Unzip the file and upload it to a `modal.Volume` called `chatterbox-tts-voices` with the following CLI commands:

```shell
modal volume create chatterbox-tts-voices
modal volume put chatterbox-tts-voices <PATH-TO-UNZIPPED-VOICE-PROMPTS-DIRECTORY>
```

Now we can instantiate the volume and use it with our app.

```python
chatterbox_tts_voices_vol = modal.Volume.from_name("chatterbox-tts-voices")
VOICE_PROMPTS_DIR = "/chatterbox-tts/prompts"

app = modal.App("example-chatterbox-tts", image=image)

```

Import the required libraries within the image context to ensure they're available
when the container runs.
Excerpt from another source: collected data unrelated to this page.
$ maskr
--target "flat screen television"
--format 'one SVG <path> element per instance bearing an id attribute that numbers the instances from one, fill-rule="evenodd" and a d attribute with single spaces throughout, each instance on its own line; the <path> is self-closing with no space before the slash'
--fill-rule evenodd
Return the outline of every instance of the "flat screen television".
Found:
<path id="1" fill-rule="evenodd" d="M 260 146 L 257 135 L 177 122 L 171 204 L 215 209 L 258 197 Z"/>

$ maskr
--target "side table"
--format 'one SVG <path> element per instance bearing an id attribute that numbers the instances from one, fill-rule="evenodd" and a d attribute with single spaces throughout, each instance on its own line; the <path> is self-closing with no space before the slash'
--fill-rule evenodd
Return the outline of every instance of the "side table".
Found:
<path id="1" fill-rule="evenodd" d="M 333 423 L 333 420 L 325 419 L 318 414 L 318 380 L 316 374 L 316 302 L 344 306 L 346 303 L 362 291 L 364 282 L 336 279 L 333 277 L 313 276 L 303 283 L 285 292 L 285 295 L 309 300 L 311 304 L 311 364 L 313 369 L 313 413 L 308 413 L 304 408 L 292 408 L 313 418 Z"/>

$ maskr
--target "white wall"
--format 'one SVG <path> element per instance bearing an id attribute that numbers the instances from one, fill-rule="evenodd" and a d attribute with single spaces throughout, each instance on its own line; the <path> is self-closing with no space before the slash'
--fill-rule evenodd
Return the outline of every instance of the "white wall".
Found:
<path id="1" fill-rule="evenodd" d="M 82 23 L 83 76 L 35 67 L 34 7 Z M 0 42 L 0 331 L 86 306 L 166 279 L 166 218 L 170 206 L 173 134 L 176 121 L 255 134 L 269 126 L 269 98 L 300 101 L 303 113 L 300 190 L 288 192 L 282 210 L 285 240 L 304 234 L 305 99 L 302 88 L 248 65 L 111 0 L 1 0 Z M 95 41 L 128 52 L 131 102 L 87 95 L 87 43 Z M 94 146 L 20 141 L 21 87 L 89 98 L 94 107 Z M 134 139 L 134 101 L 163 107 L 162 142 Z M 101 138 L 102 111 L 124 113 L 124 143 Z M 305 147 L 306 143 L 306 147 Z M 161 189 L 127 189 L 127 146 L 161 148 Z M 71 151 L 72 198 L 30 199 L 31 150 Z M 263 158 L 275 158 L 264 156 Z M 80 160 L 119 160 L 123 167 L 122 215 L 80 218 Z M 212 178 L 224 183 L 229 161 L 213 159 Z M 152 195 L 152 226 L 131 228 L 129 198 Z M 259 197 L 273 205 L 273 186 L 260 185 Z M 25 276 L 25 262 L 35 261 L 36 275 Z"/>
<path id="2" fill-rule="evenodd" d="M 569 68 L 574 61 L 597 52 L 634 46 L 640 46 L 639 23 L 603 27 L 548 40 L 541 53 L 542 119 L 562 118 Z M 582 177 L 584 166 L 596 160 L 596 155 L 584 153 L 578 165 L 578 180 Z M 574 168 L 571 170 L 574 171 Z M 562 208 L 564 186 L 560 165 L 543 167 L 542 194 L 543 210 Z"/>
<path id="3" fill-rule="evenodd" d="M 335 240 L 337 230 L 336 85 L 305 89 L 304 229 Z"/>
This includes audio processing modules and the Chatterbox TTS module itself.

```python
with image.imports():
    import io

    import torchaudio as ta
    from chatterbox.tts_turbo import ChatterboxTurboTTS
    from fastapi.responses import StreamingResponse

```

## The TTS model class

The TTS service is implemented using Modal's class syntax with GPU acceleration.
We configure the class to use an A10G GPU with additional parameters:

* `scaledown_window=60 * 5`: Keep containers alive for 5 minutes after last request
* `@modal.concurrent(max_inputs=10)`: Allow up to 10 concurrent requests per container

We'll also need to provide a Hugging Face token using a `modal.Secret` to access the model weights,
and attach the `chatterbox-tts-voices` volume to the container.

```python
@app.cls(
    gpu="a10g",
    scaledown_window=60 * 5,
    secrets=[modal.Secret.from_name("hf-token")],
    volumes={VOICE_PROMPTS_DIR: chatterbox_tts_voices_vol},
)
@modal.concurrent(max_inputs=10)
class Chatterbox:
    @modal.enter()
    def load(self):
        self.model = ChatterboxTurboTTS.from_pretrained(device="cuda")

    @modal.fastapi_endpoint(docs=True, method="POST")
    def api_endpoint(self, prompt: str):
        # Get the audio bytes from the generate method
        audio_bytes = self.generate.local(prompt)

        # Return the audio as a streaming response with appropriate MIME type.
        # This allows for browsers to playback audio directly.
        return StreamingResponse(
            io.BytesIO(audio_bytes),
            media_type="audio/wav",
        )

    @modal.method()
    def generate(self, prompt: str) -> bytes:
        # Generate audio waveform from the input text
        wav = self.model.generate(
            prompt,
            audio_prompt_path=VOICE_PROMPTS_DIR
            + "/chatterbox-tts-voices"
            + "/prompts"
            + "/Lucy.wav",
        )

        # Convert the waveform to bytes
        buffer = io.BytesIO()
        ta.save(buffer, wav, self.model.sr, format="wav")
        buffer.seek(0)
        return buffer.read()


@app.local_entrypoint()
def test(
    prompt: str = "Chatterbox running on Modal [chuckle].",
    output_path: str = "/tmp/chatterbox-tts/output.wav",
):
    chatterbox = Chatterbox()
    audio_bytes = chatterbox.generate.remote(prompt=prompt)

    # Save the audio bytes to a file
    import pathlib

    output_path = pathlib.Path(output_path)
    output_path.parent.mkdir(parents=True, exist_ok=True)
    output_path.write_bytes(audio_bytes)
    print(f"Audio saved to {output_path}")


```

Now deploy the Chatterbox API from this file's directory:

```shell
modal deploy -m 06_gpu_and_ml.text-to-audio.chatterbox_tts
```

And query the endpoint with:

```shell
mkdir -p /tmp/chatterbox-tts  # create tmp directory

curl -X POST --get "<YOUR-ENDPOINT-URL>" \
  --data-urlencode "prompt=Chatterbox running on Modal [chuckle]." \
  --output /tmp/chatterbox-tts/output.wav
```

You'll receive a WAV file named `/tmp/chatterbox-tts/output.wav` containing the generated audio.